The Kentucky Lottery Corp. had a record $744 million in revenues, or total ticket sales, in the fiscal year ending June 30, according to year-end figures.
The brisk sale of tickets for interactive, scratch-off games offset a decline in tickets sold for online, or computerized, games, including Powerball, Pick 3 and Pick 4.
Those sales suffered, in part, because there was only one large Powerball jackpot, which was hit at $254 million last January. Some tickets for the interactive games sell for up to $20 and return more than 70 percent of sales in prize money to players.
It was the eighth time in the past nine years that total ticket sales have increased over the previous year.
The newly released 2007 fiscal sales were up a fraction over the previous record of $742 million set a year ago, said lottery President and CEO Arch Gleason.
"We are healthy, but the challenges are great," Gleason said in an interview.
Although no studies have been done, Gleason said he suspects the high price of gasoline has cut into players' disposable income and almost certainly reduced ticket sales. He said about 75 percent of all lottery tickets in Kentucky are sold at locations that also sell gasoline.
The lottery might never regain business it lost in recent years to Indiana casinos, Gleason said. He estimates that the riverboat gambling meccas are paring Kentucky lottery revenues by at least 5 to 10 percent a year.
Gleason said he doesn't see any major changes in the near future for the lottery. He said, for instance, that a majority of the state legislators have traditionally opposed allowing keno or similar casino-style games that could prove lucrative.
The key to maintaining revenues, Gleason said, is to offer games that players enjoy.
"Players always have opportunities to spend money on other forms of entertainment," he said. "We have to work very hard at having good products, with an entertainment feature to them that keeps the players interested."
The lottery paid the state a dividend - the lottery profits paid in monthly installments - of $196 million in the recently ended fiscal year. That was down from the record dividend of $204 million the state treasury received in fiscal 2006.
Gleason said the return to the state declined slightly because the lottery increased prize payouts for scratch-off games in attempt to sell more tickets. The sales results for the scratch-off games indicate that the higher prizes did draw significantly more play.
Lottery proceeds to the state go toward education programs, including early childhood and adult literacy programs and for college scholarships, based on both need and on merit.
State Sen. Tim Shaughnessy, D-Louisville, who sponsored the legislation in 1998 directing all lottery profits to educational programs, said he believes the current lottery staff "has been good stewards."
He said the lottery hit a glitch recently when it delayed the announced July 7 drawing of a raffle-style game because it hadn't sold enough tickets.

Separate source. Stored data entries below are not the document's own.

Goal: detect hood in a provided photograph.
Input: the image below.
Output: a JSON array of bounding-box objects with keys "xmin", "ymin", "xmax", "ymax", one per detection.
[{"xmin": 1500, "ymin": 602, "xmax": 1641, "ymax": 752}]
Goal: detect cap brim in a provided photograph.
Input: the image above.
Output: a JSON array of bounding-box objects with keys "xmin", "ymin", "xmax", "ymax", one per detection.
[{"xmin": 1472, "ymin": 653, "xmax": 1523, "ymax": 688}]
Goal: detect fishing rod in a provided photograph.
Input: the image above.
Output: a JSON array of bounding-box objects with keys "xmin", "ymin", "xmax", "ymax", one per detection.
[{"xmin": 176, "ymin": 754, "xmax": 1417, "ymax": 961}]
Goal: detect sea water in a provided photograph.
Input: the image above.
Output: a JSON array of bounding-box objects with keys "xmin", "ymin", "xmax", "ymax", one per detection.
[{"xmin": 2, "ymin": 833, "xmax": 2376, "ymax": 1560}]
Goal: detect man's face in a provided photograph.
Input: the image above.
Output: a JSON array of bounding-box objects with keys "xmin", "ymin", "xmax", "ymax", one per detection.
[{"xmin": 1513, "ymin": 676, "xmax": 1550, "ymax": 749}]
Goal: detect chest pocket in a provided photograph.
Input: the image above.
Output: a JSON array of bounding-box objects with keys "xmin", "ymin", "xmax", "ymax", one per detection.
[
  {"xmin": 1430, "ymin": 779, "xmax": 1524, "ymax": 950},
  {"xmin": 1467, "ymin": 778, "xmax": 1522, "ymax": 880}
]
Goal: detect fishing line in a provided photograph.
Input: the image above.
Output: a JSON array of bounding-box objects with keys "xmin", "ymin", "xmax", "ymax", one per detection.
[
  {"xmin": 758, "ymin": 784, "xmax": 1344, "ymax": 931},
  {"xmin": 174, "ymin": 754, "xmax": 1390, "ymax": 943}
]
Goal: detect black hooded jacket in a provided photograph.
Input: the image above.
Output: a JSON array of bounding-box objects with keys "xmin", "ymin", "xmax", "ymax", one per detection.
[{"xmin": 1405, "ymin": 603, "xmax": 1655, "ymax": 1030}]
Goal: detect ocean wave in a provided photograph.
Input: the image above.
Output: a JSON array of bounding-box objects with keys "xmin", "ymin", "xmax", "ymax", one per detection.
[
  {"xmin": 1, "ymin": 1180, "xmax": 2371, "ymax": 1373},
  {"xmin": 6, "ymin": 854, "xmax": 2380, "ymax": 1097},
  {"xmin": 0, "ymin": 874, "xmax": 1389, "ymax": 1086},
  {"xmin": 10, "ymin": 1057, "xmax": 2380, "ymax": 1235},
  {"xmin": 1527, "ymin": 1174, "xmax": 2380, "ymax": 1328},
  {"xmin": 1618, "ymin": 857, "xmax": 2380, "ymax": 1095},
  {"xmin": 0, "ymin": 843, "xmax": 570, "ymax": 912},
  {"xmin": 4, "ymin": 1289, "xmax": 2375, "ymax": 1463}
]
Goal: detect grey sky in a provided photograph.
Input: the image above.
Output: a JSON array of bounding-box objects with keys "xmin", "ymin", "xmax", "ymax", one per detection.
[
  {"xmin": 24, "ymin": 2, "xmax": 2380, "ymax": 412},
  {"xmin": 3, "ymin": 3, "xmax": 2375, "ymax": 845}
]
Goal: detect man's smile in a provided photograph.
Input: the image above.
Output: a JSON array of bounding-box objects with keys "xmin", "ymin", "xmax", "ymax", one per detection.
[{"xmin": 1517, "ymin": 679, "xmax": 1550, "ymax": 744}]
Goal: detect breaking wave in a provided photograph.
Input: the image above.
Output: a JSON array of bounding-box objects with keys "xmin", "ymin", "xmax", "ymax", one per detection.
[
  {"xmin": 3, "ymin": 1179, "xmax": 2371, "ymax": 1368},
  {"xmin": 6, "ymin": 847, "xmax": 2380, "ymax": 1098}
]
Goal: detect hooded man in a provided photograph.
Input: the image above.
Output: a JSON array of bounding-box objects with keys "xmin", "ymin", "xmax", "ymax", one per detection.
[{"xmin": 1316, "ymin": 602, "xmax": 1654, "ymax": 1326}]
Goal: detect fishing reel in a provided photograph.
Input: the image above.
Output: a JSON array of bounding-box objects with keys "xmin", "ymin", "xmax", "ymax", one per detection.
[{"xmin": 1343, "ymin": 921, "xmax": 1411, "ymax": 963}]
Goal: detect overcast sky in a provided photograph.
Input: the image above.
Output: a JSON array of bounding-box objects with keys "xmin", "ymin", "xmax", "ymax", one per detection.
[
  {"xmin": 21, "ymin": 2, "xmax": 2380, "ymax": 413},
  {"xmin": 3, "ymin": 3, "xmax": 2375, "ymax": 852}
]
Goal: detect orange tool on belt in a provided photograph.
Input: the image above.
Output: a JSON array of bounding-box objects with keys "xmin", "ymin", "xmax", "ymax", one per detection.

That drawing is now set for Aug. 13.
Nevertheless, Shaughnessy said, "on the whole, the (lottery staff) is doing a solid job."
The fiscal 2007 sale of scratch-off tickets rose to $439 million, or 8.6 percent more than the previous year.
Gleason said sales for the so-called instant games have risen for eight straight years. The lottery usually has 75 or more instant games on the market over the course of a year, each with an average shelf life of about four months, he said.
The online game sales were down, almost entirely because of lower Powerball sales. Sales for Powerball, a game played in about half of the United States, dropped $24 million compared with the year before, when the game had two jackpots of more than $300 million.
Also in fiscal 2007, the lottery cut expenses by $2.3 million, mainly because of renegotiated contracts with GTECH, the lottery's online vendor, and with BellSouth, which provides computer hookups and other communications services, said lottery spokesman Chip Polston.
Lottery retailers, about 3,000 across the state, were paid a record $47 million in commissions and incentives in fiscal 2007.